Slow Braised Beef Cheeks
The trick with beef cheeks is that they are a relatively small parcel of densely-packed, short-fibre muscle toughened up by continuous use by the beast in question. You should buy these a day earlier than you need so that you can soak/marinate them overnight in red wine (that’s the same red you can use in the recipe that follows).
In Canberra the best place I’ve found to buy beef cheeks is Fyshwick Gourmet Organic Butcher. They are almost always in stock at a reasonable price, and importantly they have gone that extra step in preparing them for you. Quite often with beef cheeks you will find a thick skin layer still attached – you’ll have to get this off somehow & usually involves sharp knives & a fair bit of elbow grease. The Fyshwick Gourmet Organic people have already taken this off for you!

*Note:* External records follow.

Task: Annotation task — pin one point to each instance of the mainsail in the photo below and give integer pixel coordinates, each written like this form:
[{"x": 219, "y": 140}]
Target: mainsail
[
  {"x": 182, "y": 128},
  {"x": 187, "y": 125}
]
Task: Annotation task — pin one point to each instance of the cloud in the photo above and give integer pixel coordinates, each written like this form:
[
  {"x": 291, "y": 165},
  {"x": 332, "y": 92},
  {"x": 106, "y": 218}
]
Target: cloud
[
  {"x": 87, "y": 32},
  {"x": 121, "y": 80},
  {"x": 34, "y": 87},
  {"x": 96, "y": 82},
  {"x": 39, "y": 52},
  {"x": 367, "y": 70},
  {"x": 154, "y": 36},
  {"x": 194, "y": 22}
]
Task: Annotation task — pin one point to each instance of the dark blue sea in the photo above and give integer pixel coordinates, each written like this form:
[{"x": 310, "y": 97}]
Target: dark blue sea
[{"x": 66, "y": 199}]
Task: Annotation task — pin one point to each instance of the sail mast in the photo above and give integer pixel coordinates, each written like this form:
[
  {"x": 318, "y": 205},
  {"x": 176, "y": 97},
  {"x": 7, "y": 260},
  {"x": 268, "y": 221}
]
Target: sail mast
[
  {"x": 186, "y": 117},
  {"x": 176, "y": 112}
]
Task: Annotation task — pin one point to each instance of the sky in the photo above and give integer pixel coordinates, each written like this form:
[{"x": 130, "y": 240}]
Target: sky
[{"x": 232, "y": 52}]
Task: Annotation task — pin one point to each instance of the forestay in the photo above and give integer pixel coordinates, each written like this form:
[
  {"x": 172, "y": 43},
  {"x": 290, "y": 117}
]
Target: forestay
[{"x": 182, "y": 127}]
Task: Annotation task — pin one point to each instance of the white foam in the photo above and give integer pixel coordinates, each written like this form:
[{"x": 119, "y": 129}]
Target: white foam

Speck is a cured ham somewhat like prosciutto – which you could quite successfully use if you can’t find any speck.
4 tbsp olive oil
1.5kg beef cheeks, trimmed
200g speck, thickly sliced
2 leeks, trimmed and chopped
4 carrots, peeled and sliced
4 celery stalks, sliced
4 garlic cloves, peeled
500ml red wine
400ml chicken stock or water
2 tbsp tomato paste
4 anchovy fillets
2 bay leaves
4 thyme sprigs
2 rosemary sprigs
1 tsp sea salt
½ tsp cracked black pepper
Extra herbs for serving
Heat the oven to 150°C. Heat two tablespoons of oil in a heavy pan and sear the beef cheeks in batches over medium heat on all sides, until you get a nice crust.
Remove the beef, add remaining olive oil and cook the speck, leeks, carrots, celery and garlic, tossing well for 5 minutes. Add the red wine and simmer for 5 minutes, then add the stock, tomato paste, anchovies, bay leaves, thyme, rosemary, sea salt and pepper.
Return the beef cheeks to the pan and simmer for 5 minutes. Tightly cover, transfer to the oven, and cook for 4½ hours, or until tender.
To serve, pick out the herbs and discard. Strain half the cooking liquid into a pan and boil for 5 minutes until glossy. Serve the beef cheeks with fresh herbs and mashed potato, pasta or polenta, and ladle the reduced sauce over the top.